# Potential Diagnostic and Therapeutic Uses of DPT in Acute Type A Aortic Dissection

**Authors:** Ting Wei, Xiaopeng Yang, Chao Shi

PMC · DOI: 10.1155/cdr/8896404 · Cardiovascular Therapeutics · 2026-02-06

## TL;DR

This study identifies DPT as a potential diagnostic and therapeutic target for acute Type A aortic dissection, a life-threatening condition with limited treatment options.

## Contribution

The study introduces DPT as a novel biomarker for ATAAD through integrated bioinformatics and experimental validation.

## Key findings

- DPT was found to be downregulated in ATAAD tissues and is associated with aortic wall instability.
- DPT knockdown increased smooth muscle cell migration and reduced proliferation in experimental models.
- DPT showed strong diagnostic potential confirmed by ROC analysis.

## Abstract

Acute Type A aortic dissection (ATAAD) is a catastrophic cardiovascular emergency with high mortality and few treatment options. Diagnostic biomarkers or targeted treatments remain in the rudimentary stage, complicating early detection and intervention. The aim is to discover novel diagnostic and therapeutic biomarkers for ATAAD through integrated bioinformatics and experimental validation.

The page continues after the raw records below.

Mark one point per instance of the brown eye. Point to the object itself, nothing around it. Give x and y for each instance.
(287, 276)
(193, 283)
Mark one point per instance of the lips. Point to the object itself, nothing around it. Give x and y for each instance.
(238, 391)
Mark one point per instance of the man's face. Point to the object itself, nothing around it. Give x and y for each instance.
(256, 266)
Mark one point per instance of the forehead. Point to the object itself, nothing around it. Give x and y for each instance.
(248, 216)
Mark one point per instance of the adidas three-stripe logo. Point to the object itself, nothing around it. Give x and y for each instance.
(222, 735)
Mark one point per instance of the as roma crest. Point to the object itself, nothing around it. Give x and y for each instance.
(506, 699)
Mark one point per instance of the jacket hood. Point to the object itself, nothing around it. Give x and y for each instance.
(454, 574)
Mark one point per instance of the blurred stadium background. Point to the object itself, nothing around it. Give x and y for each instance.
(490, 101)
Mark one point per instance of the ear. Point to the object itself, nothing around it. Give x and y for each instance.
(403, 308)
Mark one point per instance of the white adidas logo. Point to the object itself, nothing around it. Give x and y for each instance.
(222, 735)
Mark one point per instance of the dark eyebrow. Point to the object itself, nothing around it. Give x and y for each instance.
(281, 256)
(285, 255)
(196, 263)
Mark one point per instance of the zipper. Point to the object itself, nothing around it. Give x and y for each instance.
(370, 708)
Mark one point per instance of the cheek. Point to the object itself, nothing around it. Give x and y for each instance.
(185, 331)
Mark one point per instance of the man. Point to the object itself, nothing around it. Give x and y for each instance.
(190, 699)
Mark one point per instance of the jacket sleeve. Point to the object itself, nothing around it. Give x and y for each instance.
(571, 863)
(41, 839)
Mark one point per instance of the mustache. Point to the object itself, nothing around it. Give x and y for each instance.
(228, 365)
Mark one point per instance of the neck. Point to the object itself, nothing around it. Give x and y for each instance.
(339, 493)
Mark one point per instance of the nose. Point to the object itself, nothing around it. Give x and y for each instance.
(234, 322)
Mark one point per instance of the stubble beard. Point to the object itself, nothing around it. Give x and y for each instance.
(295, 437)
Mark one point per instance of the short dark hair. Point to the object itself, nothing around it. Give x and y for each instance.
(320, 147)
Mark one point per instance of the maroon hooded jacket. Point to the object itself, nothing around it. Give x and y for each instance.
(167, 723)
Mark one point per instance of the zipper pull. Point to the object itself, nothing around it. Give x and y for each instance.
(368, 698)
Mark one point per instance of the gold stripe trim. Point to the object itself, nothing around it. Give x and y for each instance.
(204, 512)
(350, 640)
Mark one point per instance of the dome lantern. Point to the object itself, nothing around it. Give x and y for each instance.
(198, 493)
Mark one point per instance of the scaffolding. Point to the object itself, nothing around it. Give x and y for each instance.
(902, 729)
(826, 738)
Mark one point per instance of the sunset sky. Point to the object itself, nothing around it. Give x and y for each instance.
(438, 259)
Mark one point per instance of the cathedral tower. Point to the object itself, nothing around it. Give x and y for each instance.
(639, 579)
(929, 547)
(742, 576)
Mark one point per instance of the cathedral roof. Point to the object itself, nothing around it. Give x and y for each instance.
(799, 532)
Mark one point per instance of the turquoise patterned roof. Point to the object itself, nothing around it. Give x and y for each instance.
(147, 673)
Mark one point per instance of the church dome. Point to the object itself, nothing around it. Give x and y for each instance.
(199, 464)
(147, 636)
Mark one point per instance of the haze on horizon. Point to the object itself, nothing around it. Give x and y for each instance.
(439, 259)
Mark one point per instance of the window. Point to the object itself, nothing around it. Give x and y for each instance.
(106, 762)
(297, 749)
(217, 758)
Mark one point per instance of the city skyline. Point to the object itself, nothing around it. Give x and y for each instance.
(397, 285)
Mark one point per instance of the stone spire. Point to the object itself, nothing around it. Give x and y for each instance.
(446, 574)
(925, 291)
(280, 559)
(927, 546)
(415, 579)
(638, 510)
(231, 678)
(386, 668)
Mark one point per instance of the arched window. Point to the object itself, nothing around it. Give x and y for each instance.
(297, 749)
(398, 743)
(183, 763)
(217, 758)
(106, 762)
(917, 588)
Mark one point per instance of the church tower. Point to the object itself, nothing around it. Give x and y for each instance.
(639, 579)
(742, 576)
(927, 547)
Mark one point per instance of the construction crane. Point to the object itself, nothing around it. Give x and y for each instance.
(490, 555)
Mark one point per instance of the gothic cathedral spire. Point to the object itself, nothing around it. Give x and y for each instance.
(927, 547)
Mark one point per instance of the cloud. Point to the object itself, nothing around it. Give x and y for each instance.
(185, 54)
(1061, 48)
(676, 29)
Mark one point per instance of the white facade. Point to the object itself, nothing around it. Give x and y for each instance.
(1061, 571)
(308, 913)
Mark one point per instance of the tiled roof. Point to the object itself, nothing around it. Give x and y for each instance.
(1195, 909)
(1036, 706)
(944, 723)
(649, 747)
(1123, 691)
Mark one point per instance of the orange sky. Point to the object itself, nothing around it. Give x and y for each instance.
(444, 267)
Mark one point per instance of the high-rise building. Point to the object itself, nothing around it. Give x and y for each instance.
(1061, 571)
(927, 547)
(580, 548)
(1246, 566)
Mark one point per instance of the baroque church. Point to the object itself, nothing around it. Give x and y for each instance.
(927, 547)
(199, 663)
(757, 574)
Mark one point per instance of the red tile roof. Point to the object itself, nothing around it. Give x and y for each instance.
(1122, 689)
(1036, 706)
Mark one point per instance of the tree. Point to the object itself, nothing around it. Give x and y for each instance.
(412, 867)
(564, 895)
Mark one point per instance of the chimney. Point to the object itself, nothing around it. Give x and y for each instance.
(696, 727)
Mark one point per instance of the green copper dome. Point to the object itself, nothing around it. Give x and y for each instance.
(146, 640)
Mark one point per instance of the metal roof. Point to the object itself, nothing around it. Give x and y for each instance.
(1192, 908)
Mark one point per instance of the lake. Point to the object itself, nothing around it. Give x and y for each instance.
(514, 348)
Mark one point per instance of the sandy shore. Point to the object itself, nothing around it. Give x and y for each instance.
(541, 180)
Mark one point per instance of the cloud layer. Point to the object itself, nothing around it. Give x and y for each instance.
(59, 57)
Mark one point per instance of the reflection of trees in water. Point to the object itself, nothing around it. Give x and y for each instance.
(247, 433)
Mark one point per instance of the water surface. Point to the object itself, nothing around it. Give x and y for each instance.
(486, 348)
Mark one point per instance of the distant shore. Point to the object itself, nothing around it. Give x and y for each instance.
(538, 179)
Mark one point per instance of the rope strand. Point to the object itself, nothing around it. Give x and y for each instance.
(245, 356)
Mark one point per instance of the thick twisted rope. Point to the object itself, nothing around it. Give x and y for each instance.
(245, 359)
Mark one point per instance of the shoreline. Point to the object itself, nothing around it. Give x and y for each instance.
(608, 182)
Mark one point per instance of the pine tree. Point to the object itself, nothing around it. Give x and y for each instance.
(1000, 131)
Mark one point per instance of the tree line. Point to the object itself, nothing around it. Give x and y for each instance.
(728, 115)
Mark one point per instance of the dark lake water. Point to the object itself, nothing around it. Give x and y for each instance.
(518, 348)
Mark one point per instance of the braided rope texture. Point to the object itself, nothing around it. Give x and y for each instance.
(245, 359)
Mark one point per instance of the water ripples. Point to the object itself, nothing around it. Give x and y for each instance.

Differentially expressed genes (DEGs) were identified using the “limma” package in R, applying the combined, normalized, and batch‐effect‐corrected microarray datasets GSE52093 and GSE98770. Functional enrichment analyses (GO and KEGG), protein–protein interaction (PPI) network construction, and weighted gene coexpression network analysis (WGCNA) were performed to identify key genes. Key genes were validated by qPCR, immunofluorescence, and functional assays in human aortic smooth muscle cells (HASMCs) and an independent dataset (GSE153434).

There were 441 DEGs with 164 upregulated and 277 downregulated genes. These hub genes also overlapped with four key genes (DPT, ITGA5, HGF, and PLAUR) in the key WGCNA module. Of these, DPT was downregulated compared with ATAAD tissues. DPT knockdown induced HASMC migration and inhibited HASMC proliferation, as assessed by functional assays. The diagnostic potential of these genes, especially of DPT, was confirmed using ROC analysis.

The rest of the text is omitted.